Bireylerin ruhsal ihtiyaçlarını ortaya çıkarıyor
Günümüzde sosyal medya dinamikleriyle şekillenen tüketim davranışlarının, bireylerin sadece estetik tercihlerine değil, aynı zamanda psikolojik yapılarına da ayna tuttuğunu belirten Doğan Bektaş, “Özellikle Labubu figürleri gibi yüksek fiyatlı koleksiyon objelerine yönelik yoğun ilgi, bir yönüyle popüler kültürün gücünü, diğer yönüyle ise bireylerin ruhsal ihtiyaçlarını ortaya koyuyor” dedi.
Koleksiyonculuk patolojik hale gelebilir
Bu figürlere yönelik kontrolsüz alma davranışının, zaman zaman obsesif-kompulsif spektrumda yer alan bir “koleksiyonculuk” davranışına dönüşebileceği uyarısında bulunan Dr. Öğr. Üyesi Zuhal Doğan Bektaş, “Koleksiyonculuk tek başına bir psikopatoloji belirtisi olmasa da işlevselliği bozacak düzeye geldiğinde patolojik hale gelir. Sahip olma isteğinin arkasında; içsel boşluk hissi, anksiyete, doyurulmamış çocukluk ihtiyaçları ya da benlik değerini nesneler aracılığıyla inşa etme çabası yer alabilir. Bu tür davranışlar, zaman zaman narsisistik yapılarda görülen ‘kendilik değerini dışsal nesnelerle düzenleme’ eğiliminin bir dışavurumu olabilir. Özellikle markalı ürünlerle birlikte sergilenen figürler, kişinin sosyal onay alma arzusunu besleyen araçlara dönüşebilir. Burada ‘Ben buradayım, değerliyim, çünkü bu objeye sahibim’ diyebilen kırılgan bir benlikten söz edebiliriz” uyarısında bulundu.

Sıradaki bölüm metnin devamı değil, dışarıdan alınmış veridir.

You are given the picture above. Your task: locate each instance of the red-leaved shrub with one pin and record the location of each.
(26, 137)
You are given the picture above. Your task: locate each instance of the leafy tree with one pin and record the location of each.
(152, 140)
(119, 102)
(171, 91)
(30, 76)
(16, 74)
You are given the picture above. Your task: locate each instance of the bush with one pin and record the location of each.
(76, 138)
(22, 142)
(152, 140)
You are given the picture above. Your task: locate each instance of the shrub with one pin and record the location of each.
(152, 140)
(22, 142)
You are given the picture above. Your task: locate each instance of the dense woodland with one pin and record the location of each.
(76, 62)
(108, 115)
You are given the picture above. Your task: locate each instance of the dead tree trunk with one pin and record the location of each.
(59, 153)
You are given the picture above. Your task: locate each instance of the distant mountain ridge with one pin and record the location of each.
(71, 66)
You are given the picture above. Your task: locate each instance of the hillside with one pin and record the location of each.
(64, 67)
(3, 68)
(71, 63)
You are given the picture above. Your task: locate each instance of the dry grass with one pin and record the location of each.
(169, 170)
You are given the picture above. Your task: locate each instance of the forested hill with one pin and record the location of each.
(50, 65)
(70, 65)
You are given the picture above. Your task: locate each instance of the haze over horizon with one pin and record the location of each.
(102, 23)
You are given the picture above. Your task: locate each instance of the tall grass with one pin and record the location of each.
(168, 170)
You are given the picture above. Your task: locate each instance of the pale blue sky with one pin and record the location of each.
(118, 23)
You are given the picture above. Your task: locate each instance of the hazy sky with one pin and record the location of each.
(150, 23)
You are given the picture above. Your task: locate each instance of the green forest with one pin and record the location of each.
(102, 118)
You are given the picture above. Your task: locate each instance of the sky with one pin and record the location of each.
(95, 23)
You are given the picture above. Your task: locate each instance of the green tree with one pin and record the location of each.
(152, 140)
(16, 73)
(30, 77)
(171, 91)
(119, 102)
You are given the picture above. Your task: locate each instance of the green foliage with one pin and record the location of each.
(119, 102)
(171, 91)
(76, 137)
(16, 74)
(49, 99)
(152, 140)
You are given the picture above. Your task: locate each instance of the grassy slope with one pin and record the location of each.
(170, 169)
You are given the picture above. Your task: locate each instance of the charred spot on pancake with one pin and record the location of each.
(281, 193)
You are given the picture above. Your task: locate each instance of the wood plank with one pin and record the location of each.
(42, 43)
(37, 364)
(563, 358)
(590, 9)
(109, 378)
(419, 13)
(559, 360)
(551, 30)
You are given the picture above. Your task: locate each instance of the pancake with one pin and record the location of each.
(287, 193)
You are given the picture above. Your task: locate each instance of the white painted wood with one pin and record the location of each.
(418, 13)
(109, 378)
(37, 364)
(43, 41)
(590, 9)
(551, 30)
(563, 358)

“Dijital emzik” işlevi görebilir
Yetişkin bireylerin bu figürlere yönelik ilgisinin çoğu zaman psikolojik bir “yeniden çocuklaşma” ya da “nostaljiyle kendini yatıştırma” mekanizmasına dayanabileceğini ifade eden Dr. Öğr. Üyesi Zuhal Doğan Bektaş, “Modern yaşamın getirdiği stres, yalnızlık ve kimlik karmaşası, bireyleri kontrol edebildikleri, somut ve sevimli nesnelere yöneltebilir. Bu, psikanalitik açıdan bakıldığında regresif bir savunma olabilir: Kendi benliğini tehdit altında hisseden birey, çocukluk dönemine ait korunaklı, anlaşılır ve keyif verici alanlara yönelerek geçici rahatlama sağlamaya çalışır. Labubu figürlerinin çocuk oyuncaklarını andırması, bir tür “dijital emzik” işlevi görebilir. Birey, dış dünyanın karmaşasıyla baş edemezken kendini bu figürlerle sakinleştirebilir. Bu, olumsuz bir durum olmak zorunda değildir ancak regresyon uzun süreli ve işlevselliği bozan biçimde yaşanıyorsa psikopatolojik bir savunma mekanizması haline gelir” dedi.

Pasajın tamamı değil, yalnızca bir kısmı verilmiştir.